Cassatie bevestigt: verlenging van vruchtgebruik is niet onderworpen aan het verkooprecht

De conventionele verlenging van een recht van vruchtgebruik maakt slechts het algemeen vast recht opeisbaar en dus niet het verkooprecht, bevestigt nu ook het Hof van Cassatie.

Deze visie die al op 30 november 2021 bevestigd werd in een beslissing van het beroep te Gent, wordt nu ook bijgetreden door het Hof van Cassatie in een (langverwacht) arrest van 24 januari 2025.

JURIDISCH GETOUWTREK TUSSEN VLABEL EN DE BELASTINGPLICHTIGE

De vestiging van een zakelijk recht van vruchtgebruik ten bezwarende titel met betrekking tot een onroerend goed is in principe onderworpen aan het verkooprecht (12% in het Vlaams Gewest). Vlabel meende evenwel dat het verkooprecht ook verschuldigd was bij de latere conventionele verlenging van datzelfde recht van vruchtgebruik.(1)

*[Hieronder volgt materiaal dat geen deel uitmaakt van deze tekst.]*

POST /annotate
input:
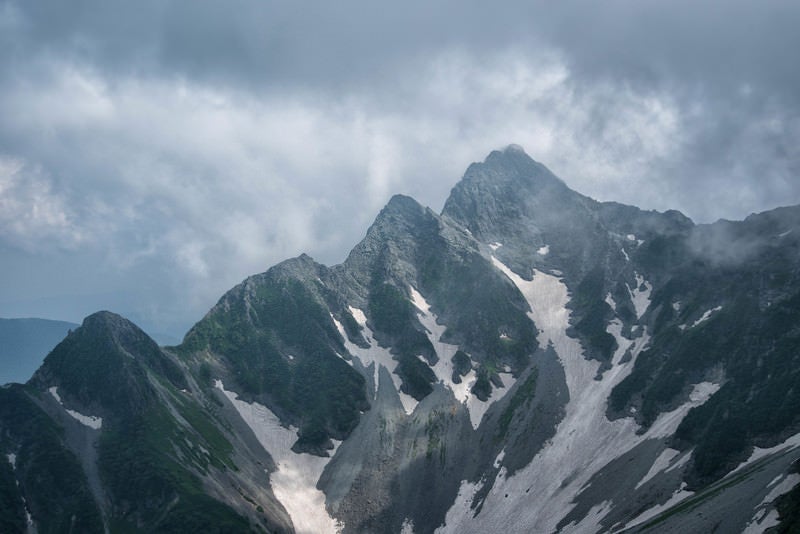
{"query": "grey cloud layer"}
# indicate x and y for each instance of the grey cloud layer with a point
(172, 148)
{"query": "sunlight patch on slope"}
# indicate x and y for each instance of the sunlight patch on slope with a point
(295, 481)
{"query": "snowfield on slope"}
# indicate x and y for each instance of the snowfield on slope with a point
(295, 481)
(443, 369)
(541, 494)
(375, 355)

Op 30 november 2021 wijst het hof van beroep te Gent deze visie van Vlabel uitdrukkelijk af. (2) Het hof herhaalt in eerste instantie in haar arrest de vier cumulatieve voorwaarden van artikel 2.9.1.0.1. VCF die vervuld moeten zijn, opdat het verkooprecht verschuldigd is:

  1. het betreft een overeenkomst onder bezwarende titel;
  2. het betreft een overdragende overeenkomst;
  3. het betreft een overdracht van eigendom of vruchtgebruik; en
  4. de overdracht heeft betrekking op onroerende goederen.

Het hof komt tot het besluit dat er geen sprake is van een overdragende overeenkomst. Een overdracht veronderstelt namelijk dat het recht van vruchtgebruik op het moment van overdracht toebehoort aan de overdrager, hetgeen bij een verlenging van zulk recht niet aan de orde is. De blote eigenaar is eenvoudigweg akkoord gegaan om de aanwas van het vruchtgebruik uit te stellen met de periode van de verlenging. Dergelijk akkoord maakt volgens het hof geen overdragende overeenkomst uit. Vlabel heeft dus ten onrechte het verkooprecht geheven.

CASSATIE 24 JANUARI 2025: DE BELASTINGPLICHTIGE TREKT AAN HET LANGSTE EIND!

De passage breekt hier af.